INDIA: Budget fails to lift spirits of industry
The Indian government's decision to cut the basic import duty on spirits and wines from 210% to 182% has been met with little joy by the industry.
The drinks industry still believes the cut will do little eto help their business or combat the black market.
In a statement released to just-drinks Dinesh Jain, managing director of India & Area Countries, Highland Distillers said: "Duty relief on BIO (bottled in Origin) liquor is a welcome step. However, it is only a very small step. The impact of duty reduction from 210% to 182% is likely to result in a final price reduction of only about 10-12%, especially for the premium brands like "The Famous Grouse".
"The issue of double taxation of Special Additional Duty as well as State Taxes on imported liquor has not been referred and one will need to see the fine print. This is, in any case, a violation of WTO agreement and (I) hope that this has been resolved."
He went on: "Limited lesson seems to have been learnt from last year's experience where official imports shrank after duty increase and the only beneficiaries were bootleggers. At the proposed duty levels, there is, all the incentive for unscrupulous operators to benefit from high duty levels."
Meanwhile Deepak Roy Guiness UDV president for South Asia, Russia and Baltics told Reuters: "While this is a step in the right direction, it will have no real impact on the demand for imported spirits."

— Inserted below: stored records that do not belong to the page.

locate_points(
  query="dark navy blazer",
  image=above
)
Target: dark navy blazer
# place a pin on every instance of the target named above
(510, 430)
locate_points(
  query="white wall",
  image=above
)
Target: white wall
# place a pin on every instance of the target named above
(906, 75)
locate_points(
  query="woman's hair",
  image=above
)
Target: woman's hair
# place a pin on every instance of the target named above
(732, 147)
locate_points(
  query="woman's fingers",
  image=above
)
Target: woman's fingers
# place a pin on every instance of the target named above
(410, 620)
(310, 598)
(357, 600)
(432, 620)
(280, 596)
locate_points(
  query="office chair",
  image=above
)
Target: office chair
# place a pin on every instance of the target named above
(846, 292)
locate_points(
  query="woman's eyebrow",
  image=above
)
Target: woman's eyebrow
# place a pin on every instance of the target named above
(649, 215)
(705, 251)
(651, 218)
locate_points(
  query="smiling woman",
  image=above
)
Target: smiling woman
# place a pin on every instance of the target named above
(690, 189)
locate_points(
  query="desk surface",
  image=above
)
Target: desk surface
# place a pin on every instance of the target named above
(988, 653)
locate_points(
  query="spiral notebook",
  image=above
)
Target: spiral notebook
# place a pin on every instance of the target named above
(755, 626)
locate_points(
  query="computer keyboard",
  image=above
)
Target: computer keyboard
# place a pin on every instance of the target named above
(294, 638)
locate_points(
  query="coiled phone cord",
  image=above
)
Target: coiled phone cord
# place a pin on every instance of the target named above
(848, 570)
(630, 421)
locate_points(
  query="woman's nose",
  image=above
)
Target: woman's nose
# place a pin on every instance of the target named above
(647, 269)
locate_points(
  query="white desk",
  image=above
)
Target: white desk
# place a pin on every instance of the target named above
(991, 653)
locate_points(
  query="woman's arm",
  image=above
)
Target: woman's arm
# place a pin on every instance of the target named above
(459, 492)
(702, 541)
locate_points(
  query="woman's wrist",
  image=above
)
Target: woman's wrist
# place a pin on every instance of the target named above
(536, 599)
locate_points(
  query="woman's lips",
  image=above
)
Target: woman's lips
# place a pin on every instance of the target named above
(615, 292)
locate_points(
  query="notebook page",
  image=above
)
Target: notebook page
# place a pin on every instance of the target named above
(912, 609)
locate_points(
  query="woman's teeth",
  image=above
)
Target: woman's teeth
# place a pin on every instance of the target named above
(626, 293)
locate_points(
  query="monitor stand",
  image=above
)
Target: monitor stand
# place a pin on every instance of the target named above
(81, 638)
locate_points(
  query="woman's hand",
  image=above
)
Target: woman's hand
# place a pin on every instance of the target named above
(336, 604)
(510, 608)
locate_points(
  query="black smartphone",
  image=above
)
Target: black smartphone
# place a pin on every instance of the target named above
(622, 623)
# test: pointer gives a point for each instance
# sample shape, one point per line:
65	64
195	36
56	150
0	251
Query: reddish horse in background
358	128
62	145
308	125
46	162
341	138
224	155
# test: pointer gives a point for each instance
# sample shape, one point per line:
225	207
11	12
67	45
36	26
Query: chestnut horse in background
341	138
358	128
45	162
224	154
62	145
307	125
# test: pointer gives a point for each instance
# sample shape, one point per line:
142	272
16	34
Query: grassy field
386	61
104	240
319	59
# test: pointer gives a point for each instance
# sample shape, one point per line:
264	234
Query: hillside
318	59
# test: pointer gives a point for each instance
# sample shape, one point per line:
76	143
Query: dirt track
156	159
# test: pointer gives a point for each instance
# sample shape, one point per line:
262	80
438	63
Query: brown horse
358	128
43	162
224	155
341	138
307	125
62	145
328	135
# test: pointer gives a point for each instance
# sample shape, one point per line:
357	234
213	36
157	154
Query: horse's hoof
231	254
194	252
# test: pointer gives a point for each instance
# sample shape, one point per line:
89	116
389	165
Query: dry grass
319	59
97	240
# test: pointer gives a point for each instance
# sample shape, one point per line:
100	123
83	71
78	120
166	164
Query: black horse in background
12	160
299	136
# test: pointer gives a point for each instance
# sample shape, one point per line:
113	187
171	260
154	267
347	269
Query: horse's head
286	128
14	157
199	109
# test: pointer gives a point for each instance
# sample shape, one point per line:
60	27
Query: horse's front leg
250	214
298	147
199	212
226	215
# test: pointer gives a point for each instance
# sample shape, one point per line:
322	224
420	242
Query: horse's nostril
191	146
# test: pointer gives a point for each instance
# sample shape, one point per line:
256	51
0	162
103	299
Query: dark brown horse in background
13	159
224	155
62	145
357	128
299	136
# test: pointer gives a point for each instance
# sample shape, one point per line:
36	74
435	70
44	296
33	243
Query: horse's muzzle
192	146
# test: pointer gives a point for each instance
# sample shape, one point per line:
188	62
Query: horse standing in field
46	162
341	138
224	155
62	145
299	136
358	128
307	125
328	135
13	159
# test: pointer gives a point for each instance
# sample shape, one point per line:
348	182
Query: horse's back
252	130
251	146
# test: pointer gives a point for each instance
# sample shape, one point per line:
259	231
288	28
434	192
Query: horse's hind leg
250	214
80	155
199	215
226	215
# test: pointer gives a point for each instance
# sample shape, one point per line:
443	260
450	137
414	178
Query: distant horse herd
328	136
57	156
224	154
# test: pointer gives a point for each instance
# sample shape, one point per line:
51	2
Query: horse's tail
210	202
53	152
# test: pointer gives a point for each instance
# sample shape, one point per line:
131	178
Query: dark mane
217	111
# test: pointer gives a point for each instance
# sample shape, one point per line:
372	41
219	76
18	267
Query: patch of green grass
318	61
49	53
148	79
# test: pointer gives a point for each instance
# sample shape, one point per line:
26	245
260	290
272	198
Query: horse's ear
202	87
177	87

"We expected the additional duty to be waived entirely," he said.
Apart from the basic duty of 210% and a special additional duty of 4%, liquor importers paid an additional import duty of 150%, 100% and 75%, depending on the price of the spirits imported.
This year's budget cut the additional duty for imported spirits costing less than $25 to 75% and 50% for those priced over $25.
A powerful industry lobby group, consisting of many of the world's top drinks companies had argued for the total scrapping of the additional duty altogether. But the government said that the duty was enforced because domestic firms paid a state excise duty from which foreign companies' imported bottled spirits were exempt.